The boosted output can be used to power xenon flash lamps, solid state laser diodes, Geiger counters, high voltage capacitors and other circuits that require a high voltage to operate.
The basic operating principle of a boost converter is the ability of an inductor to resist a change in current flow by creating and collapsing a magnetic field. When current flows through an inductor, the inductor stores some of the energy by generating a magnetic field.
If the current flow is suddenly interrupted, the magnetic field will collapse and in the process, creates a current flow towards the load. This results in an output voltage that when added to the original source voltage, will be higher than the source voltage alone.
To take advantage of this property of an inductor, the inductor must be cycled at a high enough rate to prevent it from fully discharging. The inductor output is then routed through a diode and then to a capacitor that is connected in parallel to the load. The capacitor will then charge to a voltage that is higher than the source voltage. The diode is necessary to prevent the capacitor from discharging backward through the inductor and source. The load can then utilize the current and increased voltage stored in the capacitor.

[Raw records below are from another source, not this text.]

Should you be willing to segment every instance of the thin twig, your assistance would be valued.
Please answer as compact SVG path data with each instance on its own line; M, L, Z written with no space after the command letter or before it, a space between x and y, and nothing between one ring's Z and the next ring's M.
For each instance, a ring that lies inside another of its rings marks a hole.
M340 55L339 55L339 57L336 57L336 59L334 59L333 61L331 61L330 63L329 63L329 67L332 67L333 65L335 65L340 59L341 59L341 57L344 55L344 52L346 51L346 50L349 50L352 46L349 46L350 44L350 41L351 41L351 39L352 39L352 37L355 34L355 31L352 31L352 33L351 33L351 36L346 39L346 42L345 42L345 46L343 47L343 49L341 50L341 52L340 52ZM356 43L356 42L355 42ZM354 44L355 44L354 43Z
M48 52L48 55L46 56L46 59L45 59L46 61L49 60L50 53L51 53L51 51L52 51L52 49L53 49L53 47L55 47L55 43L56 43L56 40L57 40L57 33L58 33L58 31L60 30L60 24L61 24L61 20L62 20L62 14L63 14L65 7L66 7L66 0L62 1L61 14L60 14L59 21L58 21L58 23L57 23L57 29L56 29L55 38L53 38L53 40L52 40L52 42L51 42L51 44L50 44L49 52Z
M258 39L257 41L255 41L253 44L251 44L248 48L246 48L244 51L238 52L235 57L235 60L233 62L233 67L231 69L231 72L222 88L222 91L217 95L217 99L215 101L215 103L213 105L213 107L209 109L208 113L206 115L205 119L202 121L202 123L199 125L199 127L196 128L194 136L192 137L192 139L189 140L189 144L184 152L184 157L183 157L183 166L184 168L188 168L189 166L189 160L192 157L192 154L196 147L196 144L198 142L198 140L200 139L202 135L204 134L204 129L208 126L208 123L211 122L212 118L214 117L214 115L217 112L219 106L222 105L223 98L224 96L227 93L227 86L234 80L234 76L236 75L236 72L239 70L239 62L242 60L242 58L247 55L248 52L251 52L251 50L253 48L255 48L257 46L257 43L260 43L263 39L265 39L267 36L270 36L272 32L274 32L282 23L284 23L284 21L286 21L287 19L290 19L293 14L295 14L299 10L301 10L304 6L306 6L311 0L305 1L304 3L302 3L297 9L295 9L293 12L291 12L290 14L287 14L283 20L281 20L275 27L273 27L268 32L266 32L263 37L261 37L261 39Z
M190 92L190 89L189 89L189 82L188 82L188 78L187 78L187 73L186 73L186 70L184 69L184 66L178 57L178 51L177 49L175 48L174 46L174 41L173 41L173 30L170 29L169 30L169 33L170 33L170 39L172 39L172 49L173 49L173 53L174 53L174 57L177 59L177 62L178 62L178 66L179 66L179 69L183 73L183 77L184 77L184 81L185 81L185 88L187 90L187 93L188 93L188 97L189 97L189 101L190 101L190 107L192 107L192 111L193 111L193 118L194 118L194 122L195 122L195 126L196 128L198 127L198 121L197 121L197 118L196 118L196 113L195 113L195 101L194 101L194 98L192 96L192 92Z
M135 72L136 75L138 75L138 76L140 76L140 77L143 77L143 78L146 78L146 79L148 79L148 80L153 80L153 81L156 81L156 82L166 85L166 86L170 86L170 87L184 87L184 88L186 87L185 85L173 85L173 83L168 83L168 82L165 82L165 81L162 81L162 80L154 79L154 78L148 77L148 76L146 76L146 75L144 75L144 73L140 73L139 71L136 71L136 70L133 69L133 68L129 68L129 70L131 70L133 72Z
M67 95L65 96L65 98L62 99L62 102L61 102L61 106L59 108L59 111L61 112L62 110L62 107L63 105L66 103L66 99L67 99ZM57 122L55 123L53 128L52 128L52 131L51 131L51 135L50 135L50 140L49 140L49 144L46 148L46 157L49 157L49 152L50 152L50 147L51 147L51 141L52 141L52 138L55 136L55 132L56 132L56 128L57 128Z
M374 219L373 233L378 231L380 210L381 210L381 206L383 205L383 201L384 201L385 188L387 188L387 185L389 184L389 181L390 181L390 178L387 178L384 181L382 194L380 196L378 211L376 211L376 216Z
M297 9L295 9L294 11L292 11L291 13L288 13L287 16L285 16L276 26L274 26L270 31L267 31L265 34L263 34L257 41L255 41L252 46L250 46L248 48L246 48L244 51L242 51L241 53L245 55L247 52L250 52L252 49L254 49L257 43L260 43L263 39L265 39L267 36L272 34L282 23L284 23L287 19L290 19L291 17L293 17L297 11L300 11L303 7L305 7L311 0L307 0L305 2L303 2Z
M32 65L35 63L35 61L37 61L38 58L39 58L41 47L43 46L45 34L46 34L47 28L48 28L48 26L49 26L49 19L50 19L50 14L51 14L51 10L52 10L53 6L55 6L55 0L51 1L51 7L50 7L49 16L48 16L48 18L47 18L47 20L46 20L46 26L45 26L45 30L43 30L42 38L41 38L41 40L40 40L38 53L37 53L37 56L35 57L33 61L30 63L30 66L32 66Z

In the example below, a simple transistor oscillator (Q1, Q2) is used to drive a buffer transistor (Q3). The output of the buffer transistor is used to drive the gate of a MOSFET (Q4) that switches the 1mH choke (L1) on and off at a rapid rate. The boosted output from the choke is routed through a steering diode (D1) and then stored in a 0.1uF capacitor (C3) that supplies power to the load. The two one megohm resistors (R7, R9) act as a minimal output load and as a bleeder resistor (R7) that will safely discharge the storage capacitor when the circuit is not in operation.